Commerce Boulevard in Dickson City has had its fair share of troubles. Every time it rains heavily, drivers have to be detoured. A drainage issue causes the flooding and forces Dickson City police to close the road, preventing traffic from going to the shopping plazas nearby.
The road closures were happening frequently, so the police department took to its Facebook page and dubbed the flooded area Lake Commerce.
Buff City Soaps is one of those businesses affected when Lake Commerce reappears.

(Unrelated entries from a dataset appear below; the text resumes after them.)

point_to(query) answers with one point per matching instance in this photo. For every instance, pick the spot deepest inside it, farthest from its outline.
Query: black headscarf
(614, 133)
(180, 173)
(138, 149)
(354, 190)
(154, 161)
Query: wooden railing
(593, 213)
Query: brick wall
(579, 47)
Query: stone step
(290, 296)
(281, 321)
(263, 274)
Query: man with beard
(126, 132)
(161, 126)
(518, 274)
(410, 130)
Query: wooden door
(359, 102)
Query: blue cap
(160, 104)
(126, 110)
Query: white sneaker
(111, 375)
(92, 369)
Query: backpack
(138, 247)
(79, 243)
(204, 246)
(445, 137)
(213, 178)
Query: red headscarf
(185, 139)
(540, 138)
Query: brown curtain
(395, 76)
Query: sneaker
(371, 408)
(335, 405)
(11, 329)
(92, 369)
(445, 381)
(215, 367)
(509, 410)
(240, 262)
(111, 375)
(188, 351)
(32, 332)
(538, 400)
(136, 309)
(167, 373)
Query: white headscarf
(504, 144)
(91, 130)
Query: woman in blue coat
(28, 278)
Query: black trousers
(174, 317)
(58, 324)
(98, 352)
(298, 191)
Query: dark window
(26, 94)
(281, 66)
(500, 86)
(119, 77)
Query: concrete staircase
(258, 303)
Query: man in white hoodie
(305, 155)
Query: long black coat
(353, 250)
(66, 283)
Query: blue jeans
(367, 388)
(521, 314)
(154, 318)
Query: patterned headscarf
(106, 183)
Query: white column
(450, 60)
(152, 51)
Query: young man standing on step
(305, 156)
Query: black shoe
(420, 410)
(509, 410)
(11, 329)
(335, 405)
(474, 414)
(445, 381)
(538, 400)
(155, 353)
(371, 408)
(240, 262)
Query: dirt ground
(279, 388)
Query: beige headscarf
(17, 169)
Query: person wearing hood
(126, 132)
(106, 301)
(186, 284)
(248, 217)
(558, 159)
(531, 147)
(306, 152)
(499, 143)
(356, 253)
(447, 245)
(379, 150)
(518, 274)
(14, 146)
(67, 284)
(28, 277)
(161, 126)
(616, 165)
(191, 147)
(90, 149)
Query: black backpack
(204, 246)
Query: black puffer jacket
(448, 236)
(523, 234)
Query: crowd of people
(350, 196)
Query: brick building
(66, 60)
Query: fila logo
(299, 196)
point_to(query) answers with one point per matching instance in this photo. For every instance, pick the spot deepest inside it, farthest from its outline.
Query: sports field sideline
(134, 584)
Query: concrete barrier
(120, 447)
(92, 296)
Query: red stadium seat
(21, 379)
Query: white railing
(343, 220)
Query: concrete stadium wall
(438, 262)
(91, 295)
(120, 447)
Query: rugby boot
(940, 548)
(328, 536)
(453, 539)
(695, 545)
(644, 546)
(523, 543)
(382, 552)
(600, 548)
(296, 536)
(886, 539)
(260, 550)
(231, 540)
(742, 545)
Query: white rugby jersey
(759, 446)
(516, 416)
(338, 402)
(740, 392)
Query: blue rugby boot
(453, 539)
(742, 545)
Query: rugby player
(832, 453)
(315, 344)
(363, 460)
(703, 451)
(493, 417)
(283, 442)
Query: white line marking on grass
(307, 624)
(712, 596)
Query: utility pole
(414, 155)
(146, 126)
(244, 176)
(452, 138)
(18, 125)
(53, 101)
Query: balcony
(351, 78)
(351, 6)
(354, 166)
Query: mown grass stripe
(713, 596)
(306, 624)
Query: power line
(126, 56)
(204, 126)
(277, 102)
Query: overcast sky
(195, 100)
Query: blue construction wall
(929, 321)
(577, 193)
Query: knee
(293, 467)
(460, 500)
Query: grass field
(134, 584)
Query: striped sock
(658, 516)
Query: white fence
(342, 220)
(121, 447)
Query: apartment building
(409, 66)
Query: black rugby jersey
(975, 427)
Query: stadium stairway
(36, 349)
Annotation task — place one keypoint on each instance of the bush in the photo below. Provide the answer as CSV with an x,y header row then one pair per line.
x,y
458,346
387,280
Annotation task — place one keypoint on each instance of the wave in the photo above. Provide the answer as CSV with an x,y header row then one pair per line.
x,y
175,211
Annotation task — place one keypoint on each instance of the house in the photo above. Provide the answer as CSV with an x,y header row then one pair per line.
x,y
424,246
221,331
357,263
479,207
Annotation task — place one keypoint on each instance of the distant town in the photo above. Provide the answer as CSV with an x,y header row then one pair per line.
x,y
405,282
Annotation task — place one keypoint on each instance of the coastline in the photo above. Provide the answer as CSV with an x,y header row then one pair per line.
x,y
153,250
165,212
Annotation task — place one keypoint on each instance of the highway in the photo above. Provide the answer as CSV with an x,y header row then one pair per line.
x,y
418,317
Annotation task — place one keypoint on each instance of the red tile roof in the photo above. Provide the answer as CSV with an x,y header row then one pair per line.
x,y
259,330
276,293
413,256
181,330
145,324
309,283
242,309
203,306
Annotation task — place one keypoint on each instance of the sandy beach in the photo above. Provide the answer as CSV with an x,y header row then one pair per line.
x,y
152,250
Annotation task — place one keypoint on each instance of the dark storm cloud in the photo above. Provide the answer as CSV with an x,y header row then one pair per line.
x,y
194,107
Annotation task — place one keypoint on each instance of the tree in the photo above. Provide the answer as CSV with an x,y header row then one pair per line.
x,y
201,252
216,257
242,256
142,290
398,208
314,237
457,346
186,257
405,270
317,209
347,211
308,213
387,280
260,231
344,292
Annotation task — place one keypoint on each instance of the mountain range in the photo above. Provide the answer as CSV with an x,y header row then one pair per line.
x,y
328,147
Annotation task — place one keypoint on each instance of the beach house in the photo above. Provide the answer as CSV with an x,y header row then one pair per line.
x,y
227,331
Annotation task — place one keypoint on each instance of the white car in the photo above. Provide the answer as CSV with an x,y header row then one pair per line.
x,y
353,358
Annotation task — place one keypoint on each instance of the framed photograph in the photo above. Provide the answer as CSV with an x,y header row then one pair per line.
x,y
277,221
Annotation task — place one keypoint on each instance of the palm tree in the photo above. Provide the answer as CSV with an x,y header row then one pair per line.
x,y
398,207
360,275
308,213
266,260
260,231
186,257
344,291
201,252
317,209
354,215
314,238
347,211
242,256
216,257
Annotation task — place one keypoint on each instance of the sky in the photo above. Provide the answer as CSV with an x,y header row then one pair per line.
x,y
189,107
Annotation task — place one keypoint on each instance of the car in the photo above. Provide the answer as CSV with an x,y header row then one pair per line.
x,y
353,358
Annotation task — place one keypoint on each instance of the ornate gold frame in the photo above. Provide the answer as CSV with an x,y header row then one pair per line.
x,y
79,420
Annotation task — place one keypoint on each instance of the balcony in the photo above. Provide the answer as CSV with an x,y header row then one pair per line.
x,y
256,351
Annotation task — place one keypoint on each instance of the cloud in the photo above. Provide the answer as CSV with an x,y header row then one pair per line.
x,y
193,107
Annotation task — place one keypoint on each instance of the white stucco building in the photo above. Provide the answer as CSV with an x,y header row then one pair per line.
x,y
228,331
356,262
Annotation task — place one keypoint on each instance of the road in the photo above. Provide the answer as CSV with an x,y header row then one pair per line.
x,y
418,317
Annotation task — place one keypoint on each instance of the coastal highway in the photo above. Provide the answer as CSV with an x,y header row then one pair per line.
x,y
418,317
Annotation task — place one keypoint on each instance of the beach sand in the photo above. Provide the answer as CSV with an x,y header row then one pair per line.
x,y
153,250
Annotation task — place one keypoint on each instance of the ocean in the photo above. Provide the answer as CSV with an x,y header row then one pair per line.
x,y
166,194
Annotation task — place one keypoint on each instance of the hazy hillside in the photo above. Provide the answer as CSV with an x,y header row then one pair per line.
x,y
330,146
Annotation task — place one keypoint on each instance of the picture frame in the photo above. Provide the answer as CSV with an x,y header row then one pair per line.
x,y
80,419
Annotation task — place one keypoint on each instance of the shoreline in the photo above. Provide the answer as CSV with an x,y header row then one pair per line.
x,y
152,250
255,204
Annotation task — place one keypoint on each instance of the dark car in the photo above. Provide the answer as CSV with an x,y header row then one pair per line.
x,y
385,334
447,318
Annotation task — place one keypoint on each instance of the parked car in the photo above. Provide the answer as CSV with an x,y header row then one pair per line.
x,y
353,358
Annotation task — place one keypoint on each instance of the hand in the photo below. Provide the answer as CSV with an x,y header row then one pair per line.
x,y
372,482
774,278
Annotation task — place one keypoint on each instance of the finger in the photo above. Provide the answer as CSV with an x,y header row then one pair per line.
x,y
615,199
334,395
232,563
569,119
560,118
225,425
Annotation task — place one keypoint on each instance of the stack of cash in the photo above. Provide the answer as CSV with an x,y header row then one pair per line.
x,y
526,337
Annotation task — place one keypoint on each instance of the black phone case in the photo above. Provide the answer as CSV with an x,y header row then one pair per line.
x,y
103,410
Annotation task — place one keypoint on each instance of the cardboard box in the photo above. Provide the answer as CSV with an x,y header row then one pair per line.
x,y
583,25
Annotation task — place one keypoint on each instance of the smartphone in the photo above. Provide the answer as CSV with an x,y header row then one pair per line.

Store manager Kristy Latwinski says it even happened during their grand opening in September and has been a headache for business.
"I honestly can't even count. It seems to happen very often. When it was really heavy rains, it was like each week," Latwinski said.
Buff City Soaps offers soaps made specifically for this store, in addition to the lineup found in stores across the country.
Latwinski says they decided to add another to their local line calling this one Lake Commerce. The display even gives a nod to Dickson City police decorating it with yellow caution tape. This Lake Commerce definitely smells better than the one that forms in real life.
"We wanted it to be fresh, like fresh water, so we chose two of our scents that we already carry and mixed them together. We experiment a lot, and we just loved the smell, so we went with it. We even formed the top to try and make it look like waves and rocky," Latwinski said. "Our soaps are usually flat, but we wanted some kind of water design in it."
Latwinski says the store started selling the bars on Friday. When Dickson City police posted about the new soap, it went viral and created a big boom for business at Buff City.
"It's awesome. We've had a lot of new customers saying, 'Oh, we've been meaning to come in. We saw Lake Commerce.' It's been really good. We've turned a bad situation into a good situation."
Each bar of soap costs $7, and Latwinski says they're close to selling out. Employees are already in the process of making some more to meet demand.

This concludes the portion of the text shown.